For this example, how should we clean these variables? Let's first look at how the variables currently exist in the data.
df['price'].head()
0 $90.00 1 $379.00 2 $479.00 3 $479.00 4 $79.00 Name: price, dtype: object
df['host_response_rate'].head()
0 100% 1 100% 2 100% 3 100% 4 100% Name: host_response_rate, dtype: object
For each of these variables, an additional symbol (either the '$' or '%' sign) results in the values being recorded as objects. Note that numerical variables can only understand numbers and numbers alone.
If we were to try to calculate the mean of one of these variables, would it work?
df['price'].mean()
We see an error is returned, with a message that include that Python could not convert the string values to float (numeric) values. This error is returned due to the '$' symbol that is included in the data.
In order to adjust this variable, we need to first remove any symbols. We first remove the '$' symbol at the beginning of each entry by specifying that we want to retain only the values starting with the second location of a string.
df['price'] = df['price'].str[1:]
df['price'].head()
0 90.00 1 379.00 2 479.00 3 479.00 4 79.00 Name: price, dtype: object
In looking through some of the possible values, we also see that some were recorded with commas included in the price. We would also want to remove these symbols so that we can adjust the observations to numerical values. We can use the following code to replace any comma within the string with blank space.
df['price'].iloc[50:60]
50 160.00 51 230.00 52 130.00 53 1,234.00 54 91.00 55 379.00 56 356.00 57 113.00 58 295.00 59 75.00 Name: price, dtype: object
df['price'] = df['price'].str.replace(',', '')
Then, once the values only include numbers, we can adjust the data to record the value as a float variable.
df['price'] = df['price'].astype(float)
df['price'].head()
0 90.0 1 379.0 2 479.0 3 479.0 4 79.0 Name: price, dtype: float64
df['price'].mean()
184.2859171292113
I now see that I can complete a calculation for the mean price per night for an Airbnb in Chicago, where earlier I received an error.
I can try to clean the host response rate and host acceptance rate variables similarly, although this time I want to remove the '%' sign that are present for both variables before changing them to float variables.
df['host_response_rate'] = df['host_response_rate'].str[:-1]
df['host_response_rate'].head()
0 100 1 100 2 100 3 100 4 100 Name: host_response_rate, dtype: object
df['host_response_rate'] = df['host_response_rate'].astype(float)
df['host_response_rate'].mean()
97.45249740625464
We'll also adjust the host acceptance rate similarly.
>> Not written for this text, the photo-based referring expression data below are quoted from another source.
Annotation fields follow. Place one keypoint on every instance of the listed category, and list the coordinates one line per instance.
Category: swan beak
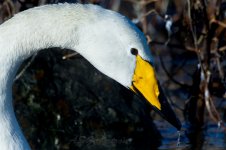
(145, 84)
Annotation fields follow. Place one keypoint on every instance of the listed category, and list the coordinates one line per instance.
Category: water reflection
(209, 138)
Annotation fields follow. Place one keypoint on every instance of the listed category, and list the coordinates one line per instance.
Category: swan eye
(134, 51)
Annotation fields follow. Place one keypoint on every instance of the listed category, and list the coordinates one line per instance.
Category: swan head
(120, 50)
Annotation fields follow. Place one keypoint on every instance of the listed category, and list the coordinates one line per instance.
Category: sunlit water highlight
(214, 137)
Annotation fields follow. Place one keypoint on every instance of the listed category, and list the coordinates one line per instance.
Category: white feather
(102, 36)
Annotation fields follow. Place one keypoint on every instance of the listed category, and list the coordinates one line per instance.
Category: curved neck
(19, 39)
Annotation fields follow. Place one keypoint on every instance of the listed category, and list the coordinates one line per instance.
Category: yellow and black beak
(145, 84)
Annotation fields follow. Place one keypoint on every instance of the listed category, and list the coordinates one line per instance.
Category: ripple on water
(214, 137)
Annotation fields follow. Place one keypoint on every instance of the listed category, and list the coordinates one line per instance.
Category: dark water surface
(211, 137)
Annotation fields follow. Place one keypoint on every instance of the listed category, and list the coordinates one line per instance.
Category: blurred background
(67, 104)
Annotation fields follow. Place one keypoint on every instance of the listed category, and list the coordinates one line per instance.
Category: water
(213, 137)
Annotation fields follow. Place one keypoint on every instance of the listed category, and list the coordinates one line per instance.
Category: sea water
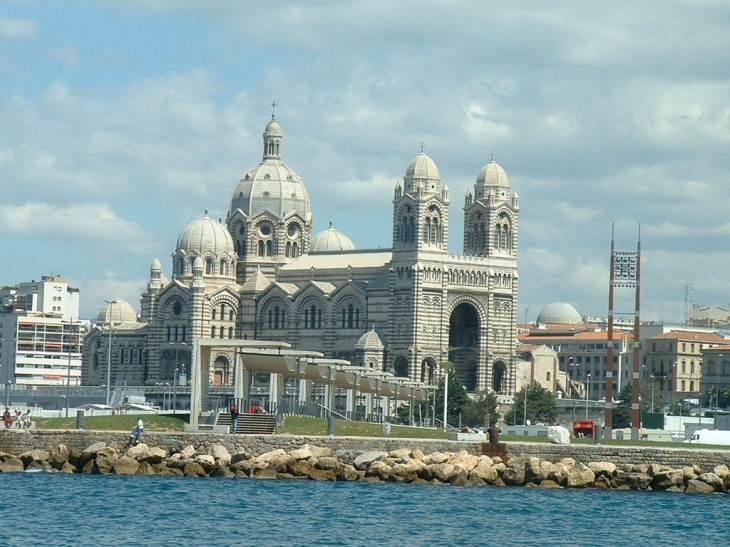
(93, 510)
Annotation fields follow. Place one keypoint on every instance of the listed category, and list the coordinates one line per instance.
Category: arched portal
(221, 374)
(499, 371)
(464, 343)
(400, 367)
(428, 371)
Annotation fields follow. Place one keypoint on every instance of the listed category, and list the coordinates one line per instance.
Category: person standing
(234, 418)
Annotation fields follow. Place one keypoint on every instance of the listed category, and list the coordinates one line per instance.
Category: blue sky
(123, 121)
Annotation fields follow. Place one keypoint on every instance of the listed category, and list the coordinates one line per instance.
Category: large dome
(118, 310)
(559, 313)
(205, 235)
(492, 174)
(422, 167)
(330, 240)
(271, 185)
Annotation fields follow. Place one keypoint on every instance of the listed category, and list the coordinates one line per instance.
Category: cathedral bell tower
(420, 235)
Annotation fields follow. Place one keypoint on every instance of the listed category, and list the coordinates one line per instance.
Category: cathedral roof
(271, 185)
(422, 167)
(492, 174)
(560, 313)
(331, 240)
(118, 311)
(370, 341)
(205, 235)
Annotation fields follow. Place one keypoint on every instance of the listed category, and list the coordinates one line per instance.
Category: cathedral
(263, 275)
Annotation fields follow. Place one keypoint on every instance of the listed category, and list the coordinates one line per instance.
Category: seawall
(20, 441)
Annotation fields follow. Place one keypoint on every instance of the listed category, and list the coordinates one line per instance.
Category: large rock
(664, 480)
(106, 458)
(696, 486)
(580, 476)
(380, 470)
(126, 466)
(35, 456)
(59, 455)
(188, 453)
(557, 434)
(635, 481)
(469, 461)
(364, 460)
(713, 480)
(436, 457)
(13, 465)
(606, 469)
(484, 471)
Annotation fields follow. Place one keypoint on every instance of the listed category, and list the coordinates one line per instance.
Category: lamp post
(109, 349)
(174, 391)
(446, 366)
(717, 387)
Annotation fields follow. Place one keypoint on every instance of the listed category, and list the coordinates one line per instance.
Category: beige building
(264, 275)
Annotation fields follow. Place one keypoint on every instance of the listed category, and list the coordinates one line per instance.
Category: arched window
(350, 317)
(312, 317)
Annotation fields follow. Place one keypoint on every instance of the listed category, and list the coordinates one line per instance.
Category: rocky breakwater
(402, 465)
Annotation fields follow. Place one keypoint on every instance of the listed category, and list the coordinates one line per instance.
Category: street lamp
(70, 345)
(717, 387)
(446, 366)
(109, 350)
(174, 391)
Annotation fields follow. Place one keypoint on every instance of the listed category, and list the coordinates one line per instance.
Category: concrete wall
(17, 442)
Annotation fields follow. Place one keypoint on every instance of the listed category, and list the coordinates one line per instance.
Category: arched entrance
(464, 343)
(428, 371)
(499, 372)
(400, 367)
(220, 373)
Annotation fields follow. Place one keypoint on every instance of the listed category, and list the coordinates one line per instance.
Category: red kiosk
(584, 428)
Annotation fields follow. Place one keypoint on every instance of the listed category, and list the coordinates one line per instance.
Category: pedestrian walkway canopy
(279, 358)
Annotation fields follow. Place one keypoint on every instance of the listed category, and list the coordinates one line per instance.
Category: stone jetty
(404, 465)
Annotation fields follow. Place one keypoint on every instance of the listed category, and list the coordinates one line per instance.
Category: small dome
(492, 174)
(273, 129)
(560, 313)
(118, 310)
(370, 341)
(205, 235)
(331, 240)
(422, 167)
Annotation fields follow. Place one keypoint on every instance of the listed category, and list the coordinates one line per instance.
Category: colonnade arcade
(308, 367)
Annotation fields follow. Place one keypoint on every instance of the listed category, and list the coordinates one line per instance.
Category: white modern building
(40, 333)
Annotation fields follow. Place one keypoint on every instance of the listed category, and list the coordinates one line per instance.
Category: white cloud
(94, 225)
(69, 56)
(13, 29)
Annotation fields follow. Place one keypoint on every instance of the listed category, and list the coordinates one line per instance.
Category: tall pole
(446, 397)
(653, 381)
(608, 413)
(717, 387)
(636, 384)
(174, 391)
(68, 371)
(109, 349)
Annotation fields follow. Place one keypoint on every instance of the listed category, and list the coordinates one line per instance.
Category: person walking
(234, 418)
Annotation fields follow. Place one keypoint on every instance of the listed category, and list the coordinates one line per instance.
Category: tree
(541, 406)
(622, 410)
(482, 410)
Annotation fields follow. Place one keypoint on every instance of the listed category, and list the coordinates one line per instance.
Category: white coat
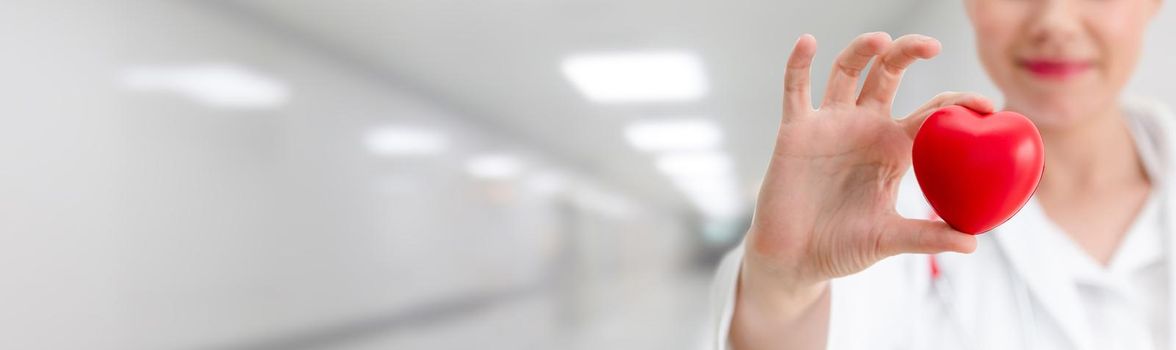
(1006, 295)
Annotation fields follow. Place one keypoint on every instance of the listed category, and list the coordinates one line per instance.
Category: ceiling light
(406, 141)
(214, 85)
(494, 166)
(673, 135)
(694, 163)
(636, 76)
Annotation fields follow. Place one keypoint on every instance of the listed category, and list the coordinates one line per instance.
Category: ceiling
(498, 64)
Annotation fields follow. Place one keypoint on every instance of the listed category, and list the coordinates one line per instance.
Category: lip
(1055, 69)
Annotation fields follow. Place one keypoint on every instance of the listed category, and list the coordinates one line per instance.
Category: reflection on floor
(656, 313)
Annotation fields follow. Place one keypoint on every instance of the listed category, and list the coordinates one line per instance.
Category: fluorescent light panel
(406, 141)
(220, 85)
(636, 76)
(697, 163)
(673, 135)
(494, 166)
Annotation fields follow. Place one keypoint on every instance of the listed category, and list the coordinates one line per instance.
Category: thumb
(907, 235)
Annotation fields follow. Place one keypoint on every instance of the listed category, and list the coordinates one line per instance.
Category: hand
(827, 204)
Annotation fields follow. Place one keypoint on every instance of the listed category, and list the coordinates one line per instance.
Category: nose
(1055, 21)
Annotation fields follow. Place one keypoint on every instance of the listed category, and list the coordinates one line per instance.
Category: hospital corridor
(406, 174)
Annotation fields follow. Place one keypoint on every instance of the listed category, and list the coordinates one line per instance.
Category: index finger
(797, 96)
(884, 76)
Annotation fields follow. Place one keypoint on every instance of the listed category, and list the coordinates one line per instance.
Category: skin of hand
(827, 204)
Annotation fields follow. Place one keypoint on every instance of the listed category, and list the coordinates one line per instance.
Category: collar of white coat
(1153, 127)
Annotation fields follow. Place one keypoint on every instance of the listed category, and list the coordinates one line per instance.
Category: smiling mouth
(1055, 69)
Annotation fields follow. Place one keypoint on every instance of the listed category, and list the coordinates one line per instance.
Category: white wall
(148, 221)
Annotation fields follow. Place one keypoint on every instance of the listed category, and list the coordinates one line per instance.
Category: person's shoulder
(1154, 128)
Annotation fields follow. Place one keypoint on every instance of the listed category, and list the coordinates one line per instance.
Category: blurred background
(405, 174)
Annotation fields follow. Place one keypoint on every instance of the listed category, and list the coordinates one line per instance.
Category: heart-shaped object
(977, 170)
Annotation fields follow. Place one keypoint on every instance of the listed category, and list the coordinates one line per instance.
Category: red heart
(977, 170)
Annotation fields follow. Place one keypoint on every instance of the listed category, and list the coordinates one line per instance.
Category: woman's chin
(1056, 116)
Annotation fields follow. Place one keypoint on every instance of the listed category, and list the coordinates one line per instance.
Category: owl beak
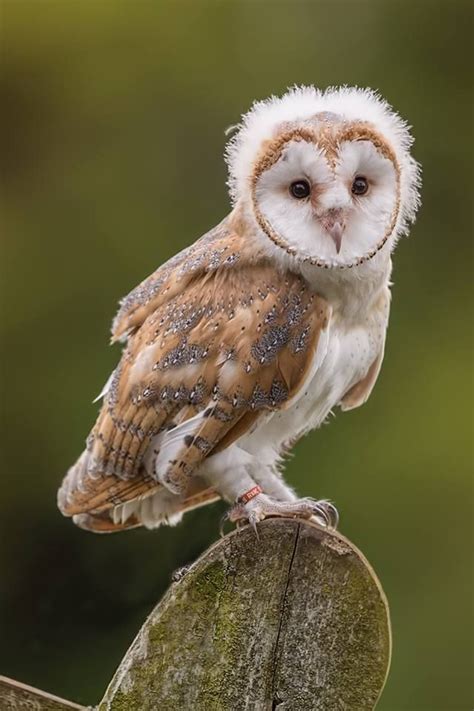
(334, 222)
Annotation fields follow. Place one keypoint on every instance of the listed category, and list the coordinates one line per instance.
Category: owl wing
(216, 338)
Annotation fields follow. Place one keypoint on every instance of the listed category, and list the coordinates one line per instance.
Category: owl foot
(262, 506)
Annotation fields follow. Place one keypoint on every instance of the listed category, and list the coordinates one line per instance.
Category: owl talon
(263, 506)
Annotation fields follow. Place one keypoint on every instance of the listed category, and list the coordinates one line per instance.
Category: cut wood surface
(15, 696)
(294, 621)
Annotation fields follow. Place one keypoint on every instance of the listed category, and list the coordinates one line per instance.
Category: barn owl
(247, 340)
df['host_acceptance_rate'] = df['host_acceptance_rate'].str[:-1]
df['host_acceptance_rate'] = df['host_acceptance_rate'].astype(float)
df['host_acceptance_rate'].mean()
92.10460789925587
Adjusting Time Variables
To adjust time-based variables, another package can be used. This will not be a major focus of our course. You can view the code that was used to make this adjustment in the Deeper Dive page of this section. A full description of all of the abilities of the datetime
package are beyond the scope of our course, with additional internet resources available for those interested in learning more.
For the remainder of the modules, we will use data with the date and the time adjusted, so that they record the number of days between the event of interest and when the Airbnb data was obtained.